Before 2020, the worst year of my life was 2013. I went into the year being homeschooled when I desperately wanted to end middle school with my friends at my old school. I was a sullen, depressed emotional wreck. My parents heard about a church camp, and passed the word on to my youth group, and the week I spent at camp was unquestionably the best week of the year. Too bad such an emotional high led to such an emotional crash days after camp was over. I went into high school the same depressed, sullen emotional wreck I started the year as, and ended the year…you guessed it, sullen and depressed, with a bonus heap of disappointment that high school wasn’t nearly the adventure shows and movies had made it out to be.

And yet, when I found the “Top Hits of 2013” playlist on Spotify, I followed it. Liked the vibe, even. I nodded along and flashed back to the good times of 2013, a year I hated 360 days of.

Merriam-Webster defines nostalgia as “a wistful or excessively sentimental yearning for return to or of some past period or irrecoverable condition.” By its very definition, nostalgia is an idealization, a version of the past where anything negative is sanded off. The fact of the matter is, any time period sucks, and you don’t have to dig deep to find that out. Ask any civil rights activist or participant in Stonewall how fun the ’60s were. Ask any LGBTQ+ person how fun the ’80s were, assuming they didn’t die of an AIDS diagnosis the government did nothing to help with. Today, some people deem 2016 the last good year, but good luck telling that to anyone from 2016.

My point is: nostalgia is a coping mechanism. Humans are naturally resistant to change, and turn to what’s familiar when change comes a-knockin’. Heck, more research found that watching nostalgic shows or listening to familiar music helped people’s mental health during the COVID-19 pandemic. So, nostalgia isn’t automatically a bad thing. The danger comes when we get too lost in the rose-colored sauce. We can get myopic about the darker aspects of the past.
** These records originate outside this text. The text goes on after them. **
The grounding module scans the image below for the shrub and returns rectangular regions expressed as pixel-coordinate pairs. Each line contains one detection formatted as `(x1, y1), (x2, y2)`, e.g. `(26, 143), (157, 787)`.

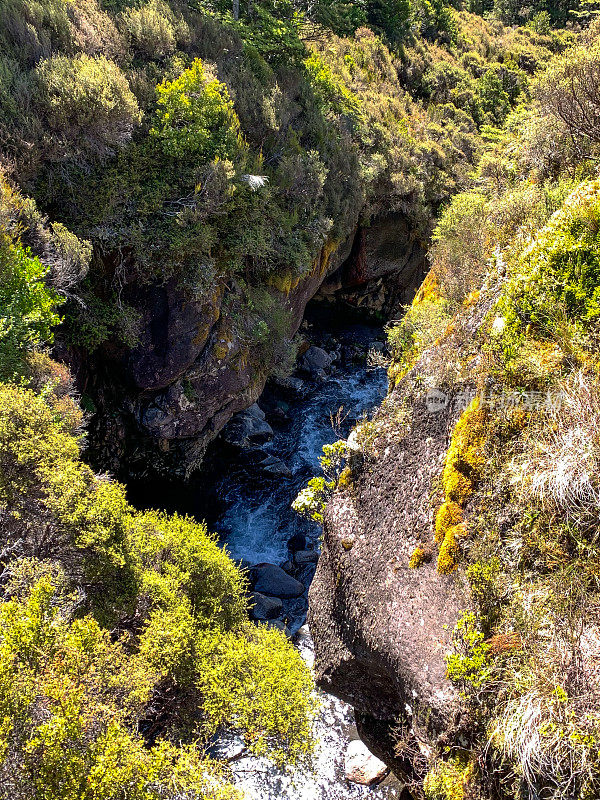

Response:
(0, 230), (61, 381)
(121, 0), (189, 59)
(499, 181), (600, 332)
(35, 55), (141, 160)
(0, 576), (237, 800)
(537, 40), (600, 142)
(431, 192), (490, 303)
(150, 58), (244, 164)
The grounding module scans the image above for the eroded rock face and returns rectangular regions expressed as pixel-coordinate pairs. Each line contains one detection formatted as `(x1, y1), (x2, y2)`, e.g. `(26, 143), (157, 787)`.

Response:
(319, 213), (427, 316)
(81, 216), (423, 479)
(309, 389), (468, 780)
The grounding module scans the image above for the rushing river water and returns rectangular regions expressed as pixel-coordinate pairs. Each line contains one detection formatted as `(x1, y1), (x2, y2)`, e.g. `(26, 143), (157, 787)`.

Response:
(129, 325), (401, 800)
(204, 324), (400, 800)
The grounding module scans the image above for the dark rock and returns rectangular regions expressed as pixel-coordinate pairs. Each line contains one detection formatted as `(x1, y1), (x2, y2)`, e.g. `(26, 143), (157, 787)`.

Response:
(222, 403), (273, 449)
(288, 533), (306, 553)
(344, 739), (389, 786)
(309, 386), (469, 763)
(294, 550), (319, 566)
(250, 564), (304, 598)
(250, 592), (283, 620)
(267, 619), (292, 639)
(298, 345), (333, 378)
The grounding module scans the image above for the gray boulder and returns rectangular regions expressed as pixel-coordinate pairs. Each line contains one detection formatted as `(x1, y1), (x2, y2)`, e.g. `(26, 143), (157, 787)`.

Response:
(298, 345), (333, 377)
(222, 403), (273, 449)
(344, 739), (389, 786)
(294, 550), (319, 566)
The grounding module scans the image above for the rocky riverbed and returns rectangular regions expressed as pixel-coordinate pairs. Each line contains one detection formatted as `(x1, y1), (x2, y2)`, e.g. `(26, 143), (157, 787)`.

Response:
(132, 321), (408, 800)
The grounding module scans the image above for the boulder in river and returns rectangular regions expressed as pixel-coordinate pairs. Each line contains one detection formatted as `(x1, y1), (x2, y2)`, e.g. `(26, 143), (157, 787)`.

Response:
(250, 592), (283, 620)
(250, 563), (304, 599)
(298, 345), (333, 378)
(294, 550), (319, 566)
(222, 403), (273, 449)
(288, 533), (306, 553)
(344, 739), (389, 786)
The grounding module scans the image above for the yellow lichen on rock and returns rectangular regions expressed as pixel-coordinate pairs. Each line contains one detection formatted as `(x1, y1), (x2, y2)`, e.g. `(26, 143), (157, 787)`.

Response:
(423, 758), (475, 800)
(437, 522), (467, 575)
(408, 544), (431, 569)
(435, 500), (462, 542)
(338, 467), (352, 489)
(442, 397), (485, 504)
(435, 397), (486, 575)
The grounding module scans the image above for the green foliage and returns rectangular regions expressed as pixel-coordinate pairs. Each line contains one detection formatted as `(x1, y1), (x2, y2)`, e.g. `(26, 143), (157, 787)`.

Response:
(292, 477), (335, 525)
(0, 385), (314, 800)
(35, 54), (142, 159)
(121, 0), (189, 59)
(198, 626), (315, 764)
(150, 59), (243, 163)
(0, 576), (237, 800)
(0, 232), (61, 381)
(499, 182), (600, 335)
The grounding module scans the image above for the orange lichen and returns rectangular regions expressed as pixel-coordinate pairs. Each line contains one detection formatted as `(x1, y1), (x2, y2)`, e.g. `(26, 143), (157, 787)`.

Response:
(435, 397), (486, 575)
(338, 467), (352, 489)
(435, 500), (462, 542)
(408, 544), (431, 569)
(437, 522), (467, 575)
In fact, entire political movements have sprung up with the goal of bringing the past to the present.

So, to conclude and to take words from a certain split-personalitied mummy-looking suit-wearing protagonist of an aight Disney+ series, embrace the chaos. To be comforted by the familiar is natural, to cling to the familiar and shy away from anything new is unhealthy, possibly dangerous. So run to the unknown. Remember: the past is nothing but the future that’s already happened.

I should trademark that. Until next time, dear reader.

…but seriously, do you have to peak in high school to write for teen dramas?